The flaw in your argument is that "surpass" doesn't just mean that you should be able to run all algorithms, it includes a notion of complexity, i.e. how many time steps you will take to simulate an algorithm.
How do you simulate an algorithm with a Turing machine? A Turing machine consists of a finite state machine and an infinite tape. A Turing Machine does run an algorithm, determined by its initial state and the state transition matrix, but what I think you are talking about is Universal Turing Machines (UTM) that can read "code" (which is usually a description of another Turing machine) written on a "code segment" of the tape and then simulate that machine on input data written on the "data segment" of the tape.

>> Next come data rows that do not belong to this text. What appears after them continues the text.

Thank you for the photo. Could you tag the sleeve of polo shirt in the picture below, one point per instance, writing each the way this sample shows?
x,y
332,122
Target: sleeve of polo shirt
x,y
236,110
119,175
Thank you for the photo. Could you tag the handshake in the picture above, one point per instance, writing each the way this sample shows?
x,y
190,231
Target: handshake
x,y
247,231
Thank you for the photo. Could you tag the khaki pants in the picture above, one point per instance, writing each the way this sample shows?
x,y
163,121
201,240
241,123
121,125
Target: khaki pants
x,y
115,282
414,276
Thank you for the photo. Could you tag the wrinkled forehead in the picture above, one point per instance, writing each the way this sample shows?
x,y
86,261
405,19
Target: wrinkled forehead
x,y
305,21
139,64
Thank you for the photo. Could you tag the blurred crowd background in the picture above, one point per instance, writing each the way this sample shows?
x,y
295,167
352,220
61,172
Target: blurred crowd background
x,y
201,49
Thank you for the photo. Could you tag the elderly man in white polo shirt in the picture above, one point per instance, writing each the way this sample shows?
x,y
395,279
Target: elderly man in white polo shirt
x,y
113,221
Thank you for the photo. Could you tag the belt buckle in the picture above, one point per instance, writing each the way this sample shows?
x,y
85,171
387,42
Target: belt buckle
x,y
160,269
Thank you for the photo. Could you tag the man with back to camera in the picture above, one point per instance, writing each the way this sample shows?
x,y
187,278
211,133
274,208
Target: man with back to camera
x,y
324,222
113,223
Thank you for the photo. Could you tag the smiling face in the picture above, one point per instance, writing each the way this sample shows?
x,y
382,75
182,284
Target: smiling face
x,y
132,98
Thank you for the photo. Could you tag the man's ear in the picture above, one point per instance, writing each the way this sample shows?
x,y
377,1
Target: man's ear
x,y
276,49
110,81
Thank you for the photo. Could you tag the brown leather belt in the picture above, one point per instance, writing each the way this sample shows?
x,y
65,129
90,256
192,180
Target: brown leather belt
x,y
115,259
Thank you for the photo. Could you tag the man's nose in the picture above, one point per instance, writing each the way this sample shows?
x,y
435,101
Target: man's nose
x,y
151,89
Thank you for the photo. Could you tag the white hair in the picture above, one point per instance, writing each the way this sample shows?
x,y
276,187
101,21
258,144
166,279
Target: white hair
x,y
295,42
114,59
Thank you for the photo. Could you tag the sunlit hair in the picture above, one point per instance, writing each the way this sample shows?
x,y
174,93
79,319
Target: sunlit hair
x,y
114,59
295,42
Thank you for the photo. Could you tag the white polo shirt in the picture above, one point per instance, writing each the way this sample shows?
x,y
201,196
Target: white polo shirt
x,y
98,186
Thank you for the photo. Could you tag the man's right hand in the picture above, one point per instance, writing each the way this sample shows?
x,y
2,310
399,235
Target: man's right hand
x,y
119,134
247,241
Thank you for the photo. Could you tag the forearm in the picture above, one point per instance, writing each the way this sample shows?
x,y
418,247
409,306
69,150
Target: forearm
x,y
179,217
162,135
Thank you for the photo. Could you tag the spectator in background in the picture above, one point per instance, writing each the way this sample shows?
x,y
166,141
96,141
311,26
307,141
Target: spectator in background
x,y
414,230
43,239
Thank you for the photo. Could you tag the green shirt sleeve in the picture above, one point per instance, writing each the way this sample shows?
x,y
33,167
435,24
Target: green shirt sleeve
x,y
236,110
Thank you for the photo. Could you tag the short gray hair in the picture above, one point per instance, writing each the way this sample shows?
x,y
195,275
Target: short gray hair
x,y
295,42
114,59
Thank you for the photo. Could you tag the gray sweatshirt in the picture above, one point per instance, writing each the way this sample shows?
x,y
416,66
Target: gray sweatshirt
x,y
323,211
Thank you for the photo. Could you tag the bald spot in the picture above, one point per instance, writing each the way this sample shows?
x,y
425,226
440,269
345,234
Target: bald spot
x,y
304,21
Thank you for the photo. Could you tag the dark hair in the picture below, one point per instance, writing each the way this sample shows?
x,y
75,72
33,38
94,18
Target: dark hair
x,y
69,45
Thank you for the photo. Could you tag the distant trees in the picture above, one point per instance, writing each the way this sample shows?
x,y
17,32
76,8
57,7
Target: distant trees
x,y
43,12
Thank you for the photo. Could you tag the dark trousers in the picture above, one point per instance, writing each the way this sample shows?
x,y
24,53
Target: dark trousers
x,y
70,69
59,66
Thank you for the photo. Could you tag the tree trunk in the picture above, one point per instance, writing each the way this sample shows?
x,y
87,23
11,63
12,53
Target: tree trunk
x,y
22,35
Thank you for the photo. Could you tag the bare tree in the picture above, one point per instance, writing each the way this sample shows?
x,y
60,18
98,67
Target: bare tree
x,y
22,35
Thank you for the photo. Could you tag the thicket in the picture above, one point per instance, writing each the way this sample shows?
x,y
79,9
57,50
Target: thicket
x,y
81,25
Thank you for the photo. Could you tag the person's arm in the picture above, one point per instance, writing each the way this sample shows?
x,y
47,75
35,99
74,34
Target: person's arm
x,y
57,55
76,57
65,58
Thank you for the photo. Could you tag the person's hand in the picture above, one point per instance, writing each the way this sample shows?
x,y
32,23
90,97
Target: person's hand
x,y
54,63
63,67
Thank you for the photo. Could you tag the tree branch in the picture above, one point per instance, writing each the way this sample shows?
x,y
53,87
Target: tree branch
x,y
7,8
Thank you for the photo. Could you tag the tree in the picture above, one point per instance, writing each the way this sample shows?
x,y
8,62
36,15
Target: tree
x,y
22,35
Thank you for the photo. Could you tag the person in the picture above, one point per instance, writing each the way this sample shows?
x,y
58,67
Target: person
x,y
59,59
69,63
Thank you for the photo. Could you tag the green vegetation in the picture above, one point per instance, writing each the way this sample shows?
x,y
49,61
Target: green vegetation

Turing machines can differ in the number of states in their finite state machines (and also in the alphabet they write on the tape but any finite alphabet is easily encoded in binary so this should not be the big reason for differences among Turing machines). So, you can have UTMs with bigger state machines and UTMs with smaller state machines. The bigger UTM could possibly surpass the smaller one if they use the same encoding for the "code" part of the tape.
You can also play around with the code used to describe the TM being simulated. This code could be C++, for example, or could be a Neural network with the synapse strength written down as a matrix. Which description is better for computation depends on the problem.
An example comparison among UTMs with different state machines: consider different compilers for the same language, say C++. Both of them will first compile C++ to assembly and then run another UTM which reads and executes assembly (your physical CPU). So, a better compiler will run the same code faster.
Back to humans vs computers, humans are neural networks that run algorithms like those you would write in C++. This involves a costly and inefficient conversion of the algorithm into hand movements. A computer uses a compiler to convert C++ to assembly that it can run natively, so it's able to do a much more efficient implementation of C++ code. Alternately, humans have a ton of neurons, and the neural code, i.e. synapse strength, is hard to read, so current computers cannot run that code yet.